No, no good for 15A, as I said 3 milliohm would be good, perhaps 10 milliohm at a pinch with
reasonable heatsink, but 77 milliohm too high.

For the performance needed a logic-level MOSFET might be hard to find, but mosfet drivers are
cheap plentiful and a good idea in the first place for high power switching.

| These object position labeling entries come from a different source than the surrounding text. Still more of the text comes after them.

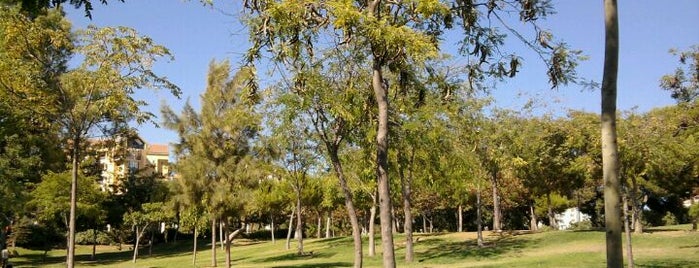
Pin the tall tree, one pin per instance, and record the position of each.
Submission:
(610, 154)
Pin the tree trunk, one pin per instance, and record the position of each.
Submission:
(213, 242)
(479, 218)
(194, 250)
(627, 229)
(150, 244)
(271, 217)
(372, 224)
(70, 259)
(228, 246)
(94, 244)
(497, 226)
(299, 223)
(381, 96)
(291, 228)
(610, 161)
(320, 225)
(460, 216)
(533, 223)
(408, 223)
(552, 218)
(327, 224)
(635, 208)
(347, 193)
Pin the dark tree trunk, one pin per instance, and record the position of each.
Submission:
(497, 226)
(70, 259)
(479, 218)
(610, 160)
(347, 193)
(213, 242)
(408, 223)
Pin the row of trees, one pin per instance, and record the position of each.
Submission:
(341, 64)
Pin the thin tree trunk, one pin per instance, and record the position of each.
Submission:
(408, 223)
(221, 237)
(150, 244)
(299, 223)
(327, 225)
(320, 225)
(94, 244)
(534, 221)
(291, 228)
(70, 259)
(228, 246)
(381, 96)
(635, 208)
(356, 232)
(194, 250)
(460, 216)
(479, 218)
(552, 217)
(213, 242)
(497, 226)
(271, 217)
(372, 224)
(610, 160)
(627, 229)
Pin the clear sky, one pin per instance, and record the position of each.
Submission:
(196, 34)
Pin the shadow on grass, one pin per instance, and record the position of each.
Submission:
(106, 258)
(295, 257)
(322, 264)
(460, 250)
(667, 263)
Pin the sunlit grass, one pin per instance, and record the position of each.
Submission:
(660, 247)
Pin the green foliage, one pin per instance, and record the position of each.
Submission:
(88, 238)
(684, 83)
(670, 219)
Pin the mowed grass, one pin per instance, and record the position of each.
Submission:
(673, 246)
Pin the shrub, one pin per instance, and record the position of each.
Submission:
(670, 219)
(86, 238)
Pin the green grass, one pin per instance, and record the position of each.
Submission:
(673, 246)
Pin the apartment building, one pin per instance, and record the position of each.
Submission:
(122, 157)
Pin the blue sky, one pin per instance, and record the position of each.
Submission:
(196, 34)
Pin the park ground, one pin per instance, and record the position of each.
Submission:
(667, 246)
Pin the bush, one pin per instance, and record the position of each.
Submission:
(670, 219)
(87, 237)
(581, 226)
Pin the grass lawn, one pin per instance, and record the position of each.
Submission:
(669, 246)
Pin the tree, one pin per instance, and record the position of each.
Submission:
(393, 34)
(219, 140)
(684, 83)
(610, 160)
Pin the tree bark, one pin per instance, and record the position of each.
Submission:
(552, 218)
(213, 241)
(291, 228)
(70, 259)
(327, 225)
(534, 221)
(381, 96)
(194, 250)
(460, 216)
(479, 218)
(497, 226)
(610, 161)
(408, 223)
(372, 224)
(627, 229)
(271, 217)
(347, 193)
(299, 224)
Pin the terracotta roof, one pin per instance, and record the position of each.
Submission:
(158, 149)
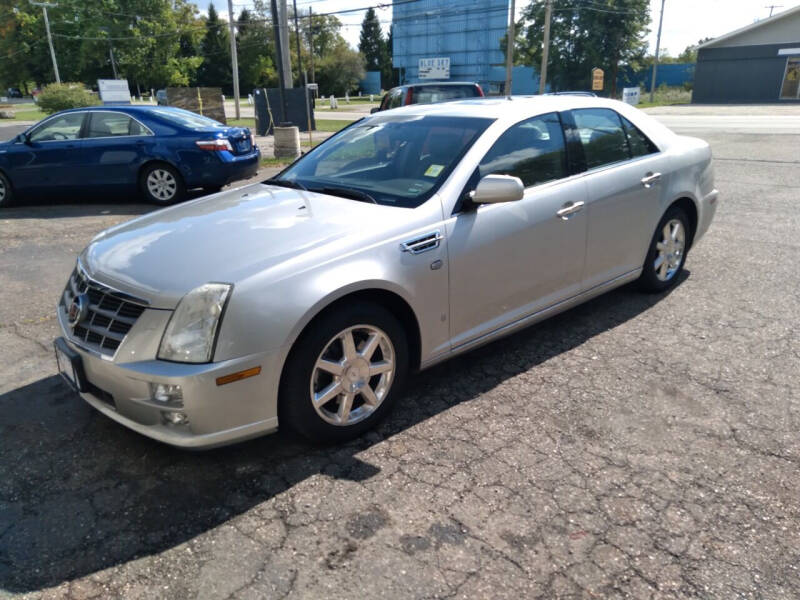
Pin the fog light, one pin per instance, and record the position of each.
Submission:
(167, 393)
(174, 418)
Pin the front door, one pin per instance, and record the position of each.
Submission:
(50, 160)
(508, 261)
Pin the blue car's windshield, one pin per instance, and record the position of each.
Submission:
(184, 118)
(397, 160)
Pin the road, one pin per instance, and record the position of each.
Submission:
(635, 447)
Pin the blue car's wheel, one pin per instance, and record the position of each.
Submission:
(161, 184)
(6, 193)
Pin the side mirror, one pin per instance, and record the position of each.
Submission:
(498, 188)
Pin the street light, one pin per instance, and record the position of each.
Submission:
(45, 6)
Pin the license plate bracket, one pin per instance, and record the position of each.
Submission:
(70, 366)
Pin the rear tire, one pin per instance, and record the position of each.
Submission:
(161, 184)
(667, 253)
(344, 373)
(6, 191)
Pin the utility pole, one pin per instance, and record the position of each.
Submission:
(510, 51)
(548, 11)
(234, 59)
(279, 55)
(297, 39)
(45, 6)
(311, 42)
(655, 58)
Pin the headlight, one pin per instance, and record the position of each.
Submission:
(192, 328)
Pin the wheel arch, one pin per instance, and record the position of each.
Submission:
(383, 296)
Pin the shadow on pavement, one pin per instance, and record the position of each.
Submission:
(79, 493)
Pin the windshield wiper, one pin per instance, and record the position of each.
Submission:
(346, 193)
(295, 185)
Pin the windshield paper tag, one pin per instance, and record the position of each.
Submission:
(434, 170)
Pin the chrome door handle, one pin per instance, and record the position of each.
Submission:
(650, 179)
(569, 208)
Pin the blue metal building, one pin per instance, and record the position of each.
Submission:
(468, 32)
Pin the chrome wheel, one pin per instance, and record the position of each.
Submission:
(670, 249)
(162, 184)
(352, 375)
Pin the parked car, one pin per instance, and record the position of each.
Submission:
(160, 151)
(428, 93)
(405, 239)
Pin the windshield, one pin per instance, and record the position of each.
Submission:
(184, 118)
(396, 160)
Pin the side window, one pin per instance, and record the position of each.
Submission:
(112, 124)
(532, 150)
(604, 142)
(640, 144)
(65, 127)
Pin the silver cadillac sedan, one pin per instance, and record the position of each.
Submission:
(410, 236)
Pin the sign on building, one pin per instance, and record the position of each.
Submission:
(434, 68)
(597, 79)
(114, 91)
(631, 95)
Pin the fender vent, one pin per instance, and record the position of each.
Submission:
(421, 244)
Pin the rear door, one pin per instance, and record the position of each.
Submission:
(51, 159)
(510, 260)
(625, 178)
(115, 146)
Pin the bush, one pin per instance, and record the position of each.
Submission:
(61, 96)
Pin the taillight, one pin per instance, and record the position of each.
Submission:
(215, 145)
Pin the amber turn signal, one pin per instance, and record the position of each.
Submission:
(238, 375)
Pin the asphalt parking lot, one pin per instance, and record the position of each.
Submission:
(634, 447)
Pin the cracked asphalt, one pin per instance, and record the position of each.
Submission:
(634, 447)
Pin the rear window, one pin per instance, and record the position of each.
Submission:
(431, 94)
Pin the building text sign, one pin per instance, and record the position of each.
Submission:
(114, 91)
(631, 95)
(597, 79)
(434, 68)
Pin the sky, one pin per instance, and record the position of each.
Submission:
(685, 21)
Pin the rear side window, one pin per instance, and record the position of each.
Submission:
(604, 142)
(640, 144)
(431, 94)
(532, 150)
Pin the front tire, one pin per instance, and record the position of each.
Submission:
(161, 184)
(667, 253)
(344, 373)
(6, 192)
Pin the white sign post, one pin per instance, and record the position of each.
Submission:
(114, 91)
(631, 95)
(434, 68)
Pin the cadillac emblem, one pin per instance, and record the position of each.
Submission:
(78, 309)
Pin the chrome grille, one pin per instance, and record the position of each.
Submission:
(110, 316)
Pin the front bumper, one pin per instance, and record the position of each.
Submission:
(217, 414)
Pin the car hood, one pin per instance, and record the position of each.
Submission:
(226, 238)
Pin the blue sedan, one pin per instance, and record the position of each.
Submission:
(159, 150)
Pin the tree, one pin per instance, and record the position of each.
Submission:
(340, 70)
(216, 52)
(605, 34)
(256, 47)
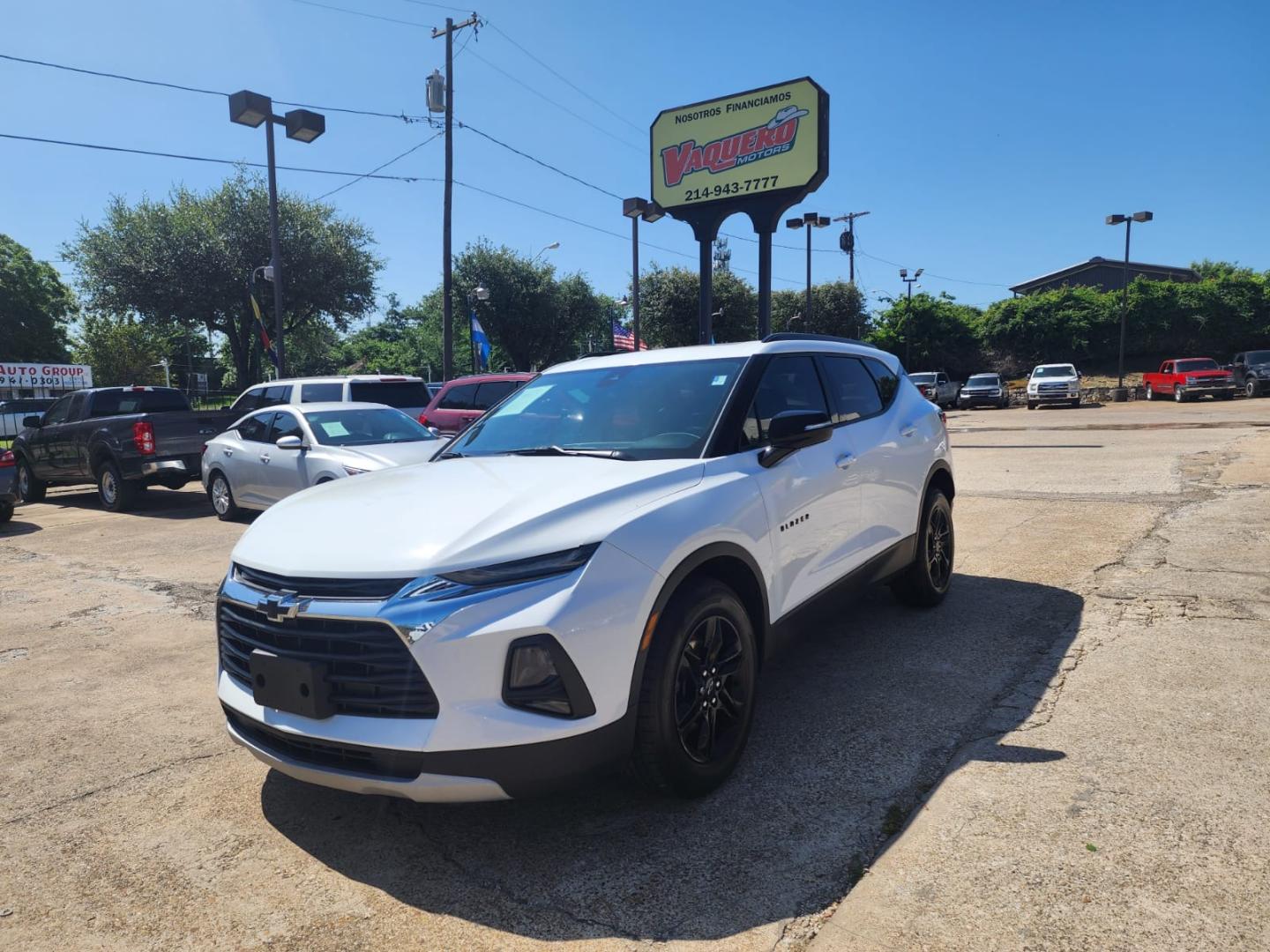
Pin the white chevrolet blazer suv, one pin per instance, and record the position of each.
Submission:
(591, 576)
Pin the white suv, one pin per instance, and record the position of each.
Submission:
(592, 574)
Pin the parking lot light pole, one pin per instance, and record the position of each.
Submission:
(249, 108)
(1120, 394)
(908, 315)
(637, 208)
(811, 219)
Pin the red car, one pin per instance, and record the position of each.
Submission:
(462, 400)
(1189, 378)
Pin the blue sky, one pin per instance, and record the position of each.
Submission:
(989, 140)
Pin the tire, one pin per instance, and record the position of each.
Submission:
(691, 729)
(926, 580)
(221, 498)
(31, 489)
(116, 494)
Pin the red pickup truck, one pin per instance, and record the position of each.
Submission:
(1189, 378)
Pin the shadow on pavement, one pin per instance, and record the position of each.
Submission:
(854, 724)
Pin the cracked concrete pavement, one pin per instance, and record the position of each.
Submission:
(1094, 678)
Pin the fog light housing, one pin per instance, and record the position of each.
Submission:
(542, 677)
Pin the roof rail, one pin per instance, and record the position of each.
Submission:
(831, 338)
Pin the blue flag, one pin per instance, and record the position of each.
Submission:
(482, 342)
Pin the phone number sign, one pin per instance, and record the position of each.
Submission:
(49, 376)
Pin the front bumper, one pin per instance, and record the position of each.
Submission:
(476, 747)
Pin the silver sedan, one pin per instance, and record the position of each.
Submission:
(277, 450)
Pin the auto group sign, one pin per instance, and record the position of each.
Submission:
(45, 376)
(741, 146)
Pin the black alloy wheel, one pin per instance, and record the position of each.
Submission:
(698, 693)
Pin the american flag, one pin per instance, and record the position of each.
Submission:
(625, 340)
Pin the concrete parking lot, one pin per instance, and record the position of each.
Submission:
(1073, 752)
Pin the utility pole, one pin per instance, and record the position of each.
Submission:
(447, 334)
(848, 242)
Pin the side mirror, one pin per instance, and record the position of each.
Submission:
(793, 430)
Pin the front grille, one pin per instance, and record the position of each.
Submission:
(377, 589)
(371, 762)
(369, 668)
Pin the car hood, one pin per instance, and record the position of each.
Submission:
(455, 514)
(383, 455)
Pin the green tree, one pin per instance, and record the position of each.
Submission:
(669, 306)
(34, 306)
(185, 262)
(121, 351)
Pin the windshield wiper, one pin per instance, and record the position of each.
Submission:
(571, 450)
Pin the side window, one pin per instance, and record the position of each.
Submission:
(274, 395)
(58, 412)
(489, 394)
(788, 383)
(285, 426)
(851, 389)
(461, 398)
(250, 400)
(256, 428)
(322, 392)
(888, 383)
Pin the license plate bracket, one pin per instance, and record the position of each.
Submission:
(290, 684)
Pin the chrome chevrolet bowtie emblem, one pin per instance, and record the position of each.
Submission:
(280, 606)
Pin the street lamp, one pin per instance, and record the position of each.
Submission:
(1120, 394)
(908, 314)
(478, 294)
(553, 247)
(811, 219)
(637, 208)
(249, 108)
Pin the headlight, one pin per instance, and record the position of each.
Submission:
(524, 569)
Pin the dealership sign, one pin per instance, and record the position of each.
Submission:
(743, 146)
(32, 375)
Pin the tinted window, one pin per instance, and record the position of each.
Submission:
(489, 394)
(461, 398)
(256, 428)
(851, 389)
(355, 427)
(118, 403)
(249, 400)
(646, 412)
(57, 412)
(788, 383)
(392, 392)
(322, 392)
(285, 426)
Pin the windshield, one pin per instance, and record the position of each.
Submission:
(646, 412)
(1192, 366)
(361, 428)
(403, 394)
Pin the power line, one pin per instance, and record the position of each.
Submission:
(377, 167)
(101, 74)
(569, 83)
(557, 106)
(206, 159)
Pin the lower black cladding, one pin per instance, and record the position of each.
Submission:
(369, 762)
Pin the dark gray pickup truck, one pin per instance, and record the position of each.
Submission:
(120, 438)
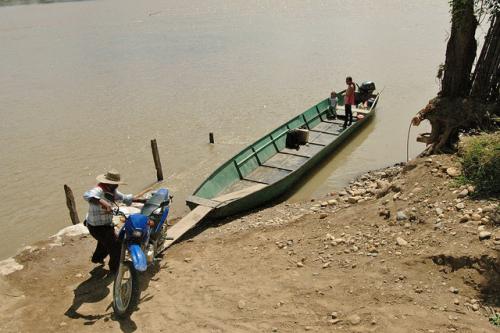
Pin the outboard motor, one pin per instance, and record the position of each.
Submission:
(367, 87)
(365, 93)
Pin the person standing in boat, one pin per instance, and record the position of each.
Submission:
(332, 109)
(348, 101)
(99, 218)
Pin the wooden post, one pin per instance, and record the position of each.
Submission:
(156, 158)
(70, 202)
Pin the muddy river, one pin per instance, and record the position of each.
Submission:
(85, 85)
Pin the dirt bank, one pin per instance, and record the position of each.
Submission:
(399, 251)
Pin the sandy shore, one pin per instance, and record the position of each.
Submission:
(402, 250)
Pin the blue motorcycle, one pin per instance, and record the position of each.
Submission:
(142, 237)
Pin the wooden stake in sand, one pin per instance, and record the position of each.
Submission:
(156, 158)
(70, 202)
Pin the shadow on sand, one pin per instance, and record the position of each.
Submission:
(97, 288)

An example of a possible device is IRLS3036, 60V, 1.9 milliohm, logic level.
[ I will NOT respond to personal messages, I WILL delete them, use the forum please ]

JoeN

An example of a possible device is IRLS3036, 60V, 1.9 milliohm, logic level.
I had problems finding anything that had low Rds(on), was logic level, and was through hole.  This is a really nice device.  Only complaint many people will have is that it is a surface mount device.  Also, so very expensive.  Still, looks like this guy will sell you one or two very inexpensively, shipping included at least in the US:

http://www.ebay.com/itm/MOSFET-IRLS3036-7PPBF-N-CH-60V-240A-D2PAK-/221196773624
I will never ask you to do anything that I wouldn't do myself.

CrossRoads

Logic level, Low Rds, Low Gate capacitance, thru hole N-channel MOSFET, 50 cents, that I use a lot:
http://www.digikey.com/product-search/en?keywords=aoi514

You can see 32 of them on this board that I offer:
http://www.crossroadsfencing.com/BobuinoRev17/

Designing & building electrical circuits for over 25 years.  Screw Shield for Mega/Due/Uno,  Bobuino with ATMega1284P, & other '328P & '1284P creations & offerings at  my website.

JoeN

Logic level, Low Rds, Low Gate capacitance, thru hole N-channel MOSFET, 50 cents, that I use a lot:
http://www.digikey.com/product-search/en?keywords=aoi514
That looks like a really nice part.  I will have to buy a few on my next Digikey order.  The Rds value is a little higher than MarkT wants, but that's the best I have seen for "fairly" low Rds, logic level, through hole, and very reasonable price.
I will never ask you to do anything that I wouldn't do myself.

Chagrin

The TO-220 part is the IRLSL3036PbF. It's almost $5/each (Qty 1) though.